Essays →
The passenger seat
July 19, 2023I love road trips… although the reason I enjoy them so much may have a lot to do with the fact that, having been without a car for the bigger part of my adult life, I am now so terribly out of practice with driving that nobody with an ounce of common sense would trust trust me with their life on the highway. Thus, I always get to ride in the passenger seat.
Not being forced to devote my full attention to the task of keeping the vehicle on the road (as opposed to letting it follow its natural instincts to become a burning pile of twisted metal outside the boundaries of the aforementioned road), allows me the pleasure of letting my eyes and mind wander and explore the varied scenery and its always interesting details.
Curiously enough, in spite of all the joy this simple activity brings me, I seem to be part of the very small minority actively pursuing it. Most of my fellow travelers seem to prefer idle chat, books, magazines, or even restless naps as a means to endure the boredom of what, to them at least, is nothing more than the time imposed upon them to get from point A to point B.
Perhaps the fact that this has turned me into a kind of lone witness to the journey is what has allowed me to notice a curious phenomenon I’ve come to fondly describe as the road’s winks.
Sometimes while riding down a well-known and very familiar route, I will suddenly catch the view of perfectly clear but totally unfamiliar details. These may manifest in many forms. Sometimes they’ll appear as an unusual piece of architecture, other times as a rock formation or interestingly shaped tree – something perfectly normal in appearance except for being totally out of context with its surroundings.
Whatever the form they choose, these apparitions always share some very specific characteristics. They will always pop out suddenly –just around a closed curve, immediately over a steep hill, barely outside a tunnel– and last long enough to come clearly into view but disappear exactly before you can take a second look.
Up to this point they might simply appear to be nothing more than chance anomalies, completely normal things that simply happen to be placed in an unusual location. What makes them unique is their third and most intriguing shared quality. No matter how many times you travel the same road or how perfectly well you remember every single detail of their placement, you will never be able to find them again.
That old church tower now fused with a modern house? The one on the side of that green hill facing the very first small town right after the third toll booth coming out of the interstate overpass? The one so beautifully unusual you really wanted to photograph on your next trip? It’s never been there.

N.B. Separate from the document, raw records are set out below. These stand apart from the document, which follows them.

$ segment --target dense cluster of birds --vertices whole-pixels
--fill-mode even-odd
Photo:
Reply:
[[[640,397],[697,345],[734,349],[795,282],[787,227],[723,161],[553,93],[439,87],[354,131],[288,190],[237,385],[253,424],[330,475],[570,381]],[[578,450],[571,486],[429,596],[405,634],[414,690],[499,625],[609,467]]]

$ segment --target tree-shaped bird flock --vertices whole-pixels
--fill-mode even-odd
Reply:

The overpass, the toll booth, the small town, the hill… even the old lady selling quesadillas on her front porch you saw the first time around… they will all be there, exactly where you remember them. The only thing clearly missing will be the tower. In its place there won’t even be a conspicuous tower-shaped hole, only more of the same old luscious trees that have always covered the hill since everyone in the town remembers.

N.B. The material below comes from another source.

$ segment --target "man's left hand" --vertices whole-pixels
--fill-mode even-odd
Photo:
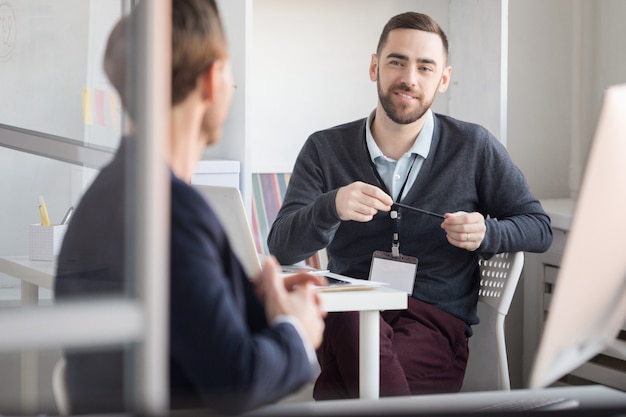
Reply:
[[[441,228],[446,231],[446,238],[452,245],[475,251],[485,238],[485,218],[478,212],[457,211],[446,213]]]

Though at first they puzzled me, I eventually began to see these flashing oddities as a kind of tiny wink, a small and intimate gesture of shared familiarity.
There’s a place in the back of my mind where roads are just the form chosen by some old race of inter-dimensional beings to leisurely pass their free time between cosmic ages. In this imaginary place, whenever these beings get bored, they amuse themselves by discretely winking at passing travelers and high-fiving each other when, every once in a while, one of them winks back.